Разговор начинался очень скверно, тем более что такая грубость в устах богатого джентльмена вроде Кайла выглядела довольно странно. Но директор лишь смиренно вздохнул. Ему, бесспорно, предстояло пережить очень неприятные минуты, тем более что ни о каких объяснениях речи вообще идти не могло, ибо Кайл сразу расставил все точки над «i».
— Уж не воображаете ли вы, часом, будто я плачу около тысячи фунтов в год за то, чтобы мою дочь оскорбляли, били, а возможно, и прикончили кровожадные убийцы, которые завелись в вашем колледже? Ну, я вас спрашиваю, что у вас тут: учебное заведение или разбойничий вертеп?
— Послушайте, мистер Кайл, я…
— Нет, ничего не желаю слушать! Позовите мою дочь! Я забираю ее домой, и сейчас же! А вы не только не получите денег за этот триместр, но еще и мои поверенные возбудят уголовное дело, и вас будут судить, как мошенника! Я разорю вас, разорю вчистую, Мак–Дугал! Ясно?
С этой минуты уже ничто не трогало директора Пембертона. Он приказал вызвать Элисон Кайл в кабинет, где ее ждет отец, а сам вернулся в спальню и снова лег. А Элисон в это время разговаривала с Джерри. Узнав, что Хэмиш–Грегор–Александр здесь, девушка поспешила успокоить возлюбленного — она знала, что отец выполнит любые ее желания, — и обещала скоро вернуться с головой Иможен Мак–Картри на блюде.

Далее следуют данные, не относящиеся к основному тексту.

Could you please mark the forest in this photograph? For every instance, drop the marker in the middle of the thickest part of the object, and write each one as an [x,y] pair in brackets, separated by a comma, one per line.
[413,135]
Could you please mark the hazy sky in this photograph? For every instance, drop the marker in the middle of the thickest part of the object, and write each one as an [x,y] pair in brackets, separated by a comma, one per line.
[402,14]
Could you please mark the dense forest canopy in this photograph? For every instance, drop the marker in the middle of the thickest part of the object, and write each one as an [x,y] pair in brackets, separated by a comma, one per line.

Кайл обнял дочь с такой нежностью, будто она только что спаслась от величайшей катастрофы. Девушка слегка удивилась, но не показала виду.
— Немедленно собирайтесь, Элисон! Мы уезжаем!
— Как, я бросаю колледж?
— По–вашему, это колледж? Смех, да и только! Но хватит болтать! Бегите за вещами, Элисон!

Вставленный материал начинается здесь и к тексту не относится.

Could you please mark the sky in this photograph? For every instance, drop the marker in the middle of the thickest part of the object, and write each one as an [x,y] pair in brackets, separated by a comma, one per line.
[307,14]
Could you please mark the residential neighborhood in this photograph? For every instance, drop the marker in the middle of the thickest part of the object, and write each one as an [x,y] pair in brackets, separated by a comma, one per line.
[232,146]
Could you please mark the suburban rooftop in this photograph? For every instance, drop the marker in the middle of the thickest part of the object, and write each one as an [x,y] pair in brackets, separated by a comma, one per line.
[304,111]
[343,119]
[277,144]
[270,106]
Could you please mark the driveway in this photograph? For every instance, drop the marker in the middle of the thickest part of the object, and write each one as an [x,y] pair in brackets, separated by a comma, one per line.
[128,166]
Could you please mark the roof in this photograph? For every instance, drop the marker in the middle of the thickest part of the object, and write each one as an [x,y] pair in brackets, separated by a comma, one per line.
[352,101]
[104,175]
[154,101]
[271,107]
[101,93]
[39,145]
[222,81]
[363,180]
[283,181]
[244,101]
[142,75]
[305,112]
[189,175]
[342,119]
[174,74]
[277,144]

— Папа, я никуда не поеду, пока вы не разберетесь с этой Мак–Картри! Она дала мне пощечину!
— Верно! Пусть ее немедленно вызовут сюда да предупредят, что с ней хочет поговорить «джем» Кайл!
По мнению Иможен, стрелки часов совсем обленились — уж очень ей не терпелось поскорее выслушать признания Оуэна Риза. Когда в дверь постучали, она подумала, что это учитель английского, но в комнату заглянула всего–навсего Элисон.